Os produtores pensaram o filme de uma forma de minimizar a violência torturante e extrema dos episódios da série anterior, optando por uma sensação de claustrofobia. A ideia não é ruim, mas é subdesenvolvida.
Outro aspecto pouco aproveitado é o aceno ao livro Não Sobrou Nenhum de Agatha Christie. A medida que Halloram avança investigando, aparecem papéis indicando quantas pessoas estão vivas e quantas estão mortas, em uma contagem regressiva. É uma pena que as referências ao romance sejam basicamente essas, das cartas e a armadilha final, que lembra muito o visto no livro, assim como o fato do vilão ter saído impune.
A investigação sobre quem está envolvido com os crimes é bem mais interessante que os rumos do jogo. Os personagens mais carismáticos são os dessa linha.
A partir daqui, falaremos sobre as viradas. Haverá spoilers.
Kramer é um suspeito e todo o formato da história é orquestrado para tentar tornar plausível a participação dele no filme. Tudo leva a crer que ele pode ter retornado, sabe-se lá como, afinal, Jogos Mortais IV começa com a autopsia do sujeito, que é aberto do pescoço até a cintura.
No entanto, Tobin Bell aparece aqui, vivo, com uma hora de filme, junto a dois dos sobreviventes. Esses dois também tem relação com John, algumas bem íntimas, mas a essa altura, não poderia ser mais desimportante isso, afinal, o fim de sua vida foi mostrado quatro filmes antes.
Ainda assim é muita coincidência que os dois que sobreviveram para o último teste sejam exatamente esse. É contar demais com o acaso, de uma forma que não faz sentido algum a não ser a conveniência do roteiro.
A brincadeira com as linhas temporais e com a armadilha grupal conversa diretamente com o plot twist de Jogos Mortais II e as fitas gravadas da armadilha da casa, mas aqui só parece mais tolo e mais forçado. Já o projeto de armadilha de laser é qualquer nota. A motivação do novo discípulo de John é ridícula.
Também se força bastante, ao dizer que essa é a primeira armadilha de Jigsaw é a apresentada nesse filme. Há quem defenda que essa foi a primeira sim, mas primeira armadilha grupal, com a primeiríssima sendo ainda com Cecil em Jogos Mortais 4. É forçado demais, não se salva quase nada.

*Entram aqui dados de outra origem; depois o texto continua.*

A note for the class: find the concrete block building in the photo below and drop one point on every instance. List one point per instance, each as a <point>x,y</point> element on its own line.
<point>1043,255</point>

O que fica sem resposta é por qual motivo ele ficou distante, deixando Hoffman e os outros discípulos ficarem com o crédito e com a proximidade de John.
Diante disso, Tobin Bell estar mais velho do que quando morreu é até passável, é menos vergonhoso. O personagem é uma repetição, é mais um sobrevivente agradecido que ama demais Kramer e tenta fazer ele ser eterno, mas é tão desimportante que jamais foi citado antes e não foi depois, nem em dois filmes posteriores.

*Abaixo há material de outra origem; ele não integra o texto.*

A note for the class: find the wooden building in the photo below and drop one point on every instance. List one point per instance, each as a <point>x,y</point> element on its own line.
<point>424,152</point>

Jogos Mortais Jigsaw tenta ser uma renovação na franquia, mas é meio torto, bobo e tolo, se acovarda diante da possibilidade de apelar para o sobrenatural e tampouco consegue seguir em frente sem aludir a John Kramer como líder máximo de uma seita homicida. A melhora visual esbarra na mesmice, superando muito pouco a obra anterior.